A federal judge on Tuesday overturned the CMS rule that cut Medicare payments for some hospital clinic visits, siding with hospitals who sued to prevent the changes.
U.S. District Judge Rosemary Collyer in Washington ruled that the Trump administration had exceeded its authority when it expanded the so-called site-neutral pay policy to evaluation and management services at off-campus hospital clinics. The goal was for Medicare to pay the same rate to hospitals as to independent physicians.
In her ruling Judge Collyer said the CMS rule, in effect since Jan. 1, didn't qualify as a method for controlling unnecessary spikes in hospital use as the government had argued.
The CMS argument "does not make it clear what a 'method' is, but it does make clear what a 'method' is not: it is not a price-setting tool, and the government's effort to wield it in such a manner is manifestly inconsistent with the statutory scheme," Judge Collyer said.
She added that the government can't "shoehorn a 'method' into the multi-faceted congressional payment scheme when Congress' clear directions lack any such reference."
The decision is a big win for hospitals, who in their original complaint led by the American Hospital Association projected cuts of about $380 million this year and $760 million in 2020.
The court was clear that if the government wants to change the way Medicare pays for office visits, it has to be done in a way that doesn't increase or decrease Medicare spending.

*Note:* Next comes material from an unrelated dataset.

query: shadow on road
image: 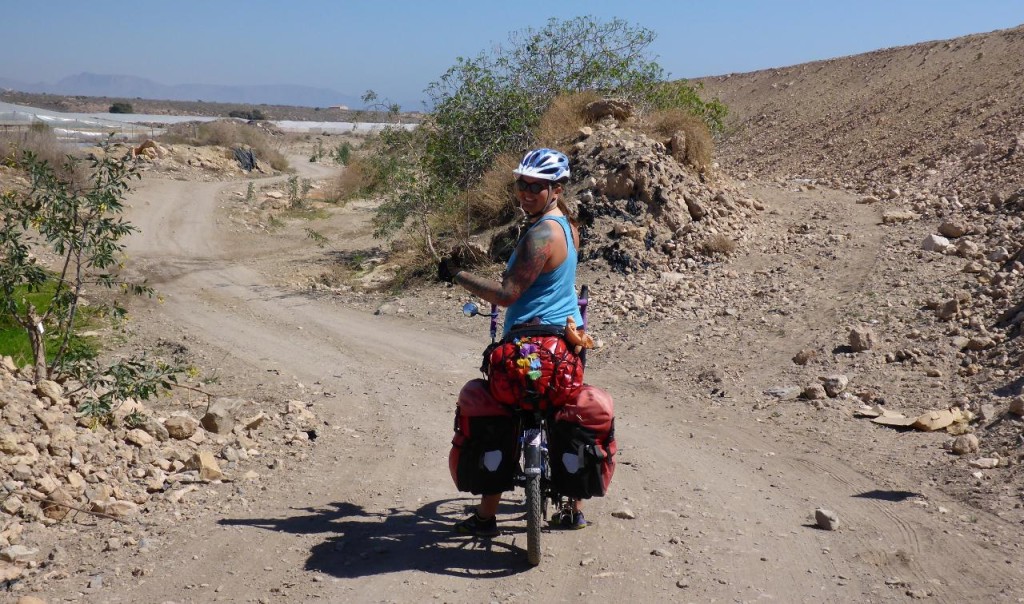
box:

"Nothing in the adjustment or payment scheme permits service-specific, non-budget-neutral cuts," Judge Collyer wrote.
She also disagreed with the government's argument that, because Congress didn't explicitly require the CMS to keep its adjustments of these Medicare payments budget-neutral, the site-neutral regulation followed the intent of the law.
"Given how pervasively the statute requires budget neutrality in the Outpatient Prospective Payment System, Congress clearly considered effects on total expenditures critical to that system," the judge wrote.
Judge Collyer did not order the CMS to pay hospitals what the agency had withheld under the proposed rule, as the hospital plaintiffs had asked.
Instead, she asked for a joint status report from the hospitals and agency so she can evaluate whether she needs additional briefing to decide on a remedy. That report is due Oct. 1.